The Washington Post
February 26, 1993
SARAJEVO, Feb. 25 – Today’s burial of Almedena Seta was like most others here, except that she was only 2 years old when she was killed by a Serb tank shell while napping, and so the coffin bearing her body was no bigger than a pillow.
Funerals in Sarajevo, aside from being immensely sad, are dangerous — because Serb riflemen in the hills have a clear view of the city, and they shoot at crowds of mourners.
“When a lot of people are gathered together, it makes the massacres bigger,” said Mohamed Seta, Almedena’s uncle.
The funeral took 19 minutes, about as quick as a Muslim service can be conducted and the cold earth shoveled into the grave. A light snow moistened the linen-draped coffin before grandfather Nazif Seta stepped into the grave and placed the infant’s body to rest at his feet.
Almedena’s father, Senadin, could not bring himself to do it. He had spent a few minutes stroking the sides of the tiny coffin. With each passing moment, his face became more contorted. He hunched over and kissed the coffin once, cried and then shuffled aside with the support of friends.
She was his only child.
The imam offered prayers and wished aloud that Senadin and his wife, who was wounded by the tank shell that hit their home, would be treated well by God since they had suffered so much.
Shoes crunched the snow, shovels grated into dirt, and grown men cried. “Let us pray that this is the last innocent victim of the war,” said grandfather Nazif, trembling. It is a phrase repeated often at this site.

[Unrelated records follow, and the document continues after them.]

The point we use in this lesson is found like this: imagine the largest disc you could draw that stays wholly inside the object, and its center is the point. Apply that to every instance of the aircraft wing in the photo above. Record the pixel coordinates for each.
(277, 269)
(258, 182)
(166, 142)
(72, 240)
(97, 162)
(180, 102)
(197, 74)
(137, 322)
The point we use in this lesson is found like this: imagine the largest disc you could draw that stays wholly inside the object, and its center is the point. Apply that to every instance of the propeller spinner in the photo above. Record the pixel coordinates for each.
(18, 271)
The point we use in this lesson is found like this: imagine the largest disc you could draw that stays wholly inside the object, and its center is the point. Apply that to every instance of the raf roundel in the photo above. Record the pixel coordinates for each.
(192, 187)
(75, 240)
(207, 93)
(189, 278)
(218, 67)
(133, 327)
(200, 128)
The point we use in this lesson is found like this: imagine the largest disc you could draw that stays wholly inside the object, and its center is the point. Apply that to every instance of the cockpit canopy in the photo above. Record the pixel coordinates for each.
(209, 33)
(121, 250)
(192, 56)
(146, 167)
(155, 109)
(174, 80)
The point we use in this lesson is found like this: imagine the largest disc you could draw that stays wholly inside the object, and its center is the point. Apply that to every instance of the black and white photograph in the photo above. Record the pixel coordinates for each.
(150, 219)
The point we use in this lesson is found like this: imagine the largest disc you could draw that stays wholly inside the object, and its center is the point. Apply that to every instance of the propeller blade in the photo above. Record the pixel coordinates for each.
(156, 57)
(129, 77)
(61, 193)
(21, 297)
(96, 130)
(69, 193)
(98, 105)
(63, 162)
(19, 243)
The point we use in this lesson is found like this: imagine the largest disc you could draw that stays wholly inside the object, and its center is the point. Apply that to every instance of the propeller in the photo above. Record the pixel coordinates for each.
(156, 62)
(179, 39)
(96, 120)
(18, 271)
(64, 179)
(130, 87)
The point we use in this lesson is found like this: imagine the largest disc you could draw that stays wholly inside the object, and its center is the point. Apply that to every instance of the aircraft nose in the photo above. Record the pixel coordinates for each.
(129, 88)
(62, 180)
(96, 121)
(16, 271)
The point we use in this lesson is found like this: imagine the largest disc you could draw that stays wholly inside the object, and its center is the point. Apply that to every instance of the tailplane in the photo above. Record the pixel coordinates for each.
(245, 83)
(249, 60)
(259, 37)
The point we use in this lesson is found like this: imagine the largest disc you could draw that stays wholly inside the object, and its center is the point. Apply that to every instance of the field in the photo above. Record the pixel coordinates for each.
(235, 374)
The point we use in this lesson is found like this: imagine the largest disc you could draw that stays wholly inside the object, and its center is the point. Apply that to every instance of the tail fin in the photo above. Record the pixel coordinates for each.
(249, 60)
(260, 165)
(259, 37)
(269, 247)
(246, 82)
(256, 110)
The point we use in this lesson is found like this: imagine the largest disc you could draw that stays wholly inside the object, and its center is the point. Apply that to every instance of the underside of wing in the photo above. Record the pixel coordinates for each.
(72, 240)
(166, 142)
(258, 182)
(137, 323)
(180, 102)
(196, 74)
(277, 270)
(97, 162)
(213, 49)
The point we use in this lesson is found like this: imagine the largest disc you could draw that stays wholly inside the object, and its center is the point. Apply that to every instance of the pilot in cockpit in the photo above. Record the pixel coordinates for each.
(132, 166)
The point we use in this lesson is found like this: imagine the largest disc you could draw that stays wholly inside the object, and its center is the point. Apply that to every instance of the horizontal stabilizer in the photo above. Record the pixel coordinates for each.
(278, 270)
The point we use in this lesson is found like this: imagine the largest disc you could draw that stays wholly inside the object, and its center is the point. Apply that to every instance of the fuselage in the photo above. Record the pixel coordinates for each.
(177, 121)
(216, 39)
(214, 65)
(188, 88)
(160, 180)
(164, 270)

A wooden marker was put into the ground, and the 30 or so mourners bent their heads as Senadin knelt and kissed it. He got up slowly, as though his bones ached. As the snow fell more insistently, he turned and walked away. The others followed, including three neighborhood children who had watched in silence.
There was no lingering. A few rifle shots had echoed in the background during the funeral. The Seta family was fortunate in one way this week — they were able to bury their daughter in a small, out-of-the-way cemetery that is not nearly as exposed to Serb snipers and mortarmen as the main Lion cemetery.
“As far as I’m concerned, that cemetery is like the front line,” said Osman, who hauls coffins to the cemeteries in a shrapnel-punctured van. He has lost track of the number of times that he has seen a funeral service attacked.
“Now I wait for people to take the coffins out of the van, and then I drive away quickly,” he said.
The purpose of the cemetery shootings seems to be to terrorize, perhaps to push Sarajevo’s largely Muslim population into capitulation, but today was a good day for a funeral because it was snowing. The Serb militiamen who have surrounded and shot the city to pieces for 10 months have difficulty seeing through it and usually don’t bother. If the day is sunny, funerals often are postponed.
Burials used to be held only in the morning, but now the services are staggered throughout the day. Similarly, funeral schedules used to be announced in advance in the Sarajevo newspaper Oslobodenje. But that practice has been halted.
Old cemeteries around town are safer because they are small, surrounded by buildings and have large old tombstones that can fend off bullets or shrapnel.
The Lion graveyard lies in an unprotected valley. Services there often are conducted in a protective shed; brave mourners then briskly take the coffin to the grave.
If a mortar shell falls nearby, mourners dive into vacant graves for cover. Should the coffin in question be still above ground, the grave prepared for it becomes a shelter as well.
“If it’s just sniping, they don’t jump into the graves,” said Hansi Krauss, a photographer with the Associated Press who has attended a dozen funerals in the last two months and has been shelled or sniped at during all but three. “They only jump into the graves when there is shelling.”
For Sarajevo, there is no such thing as resting in peace.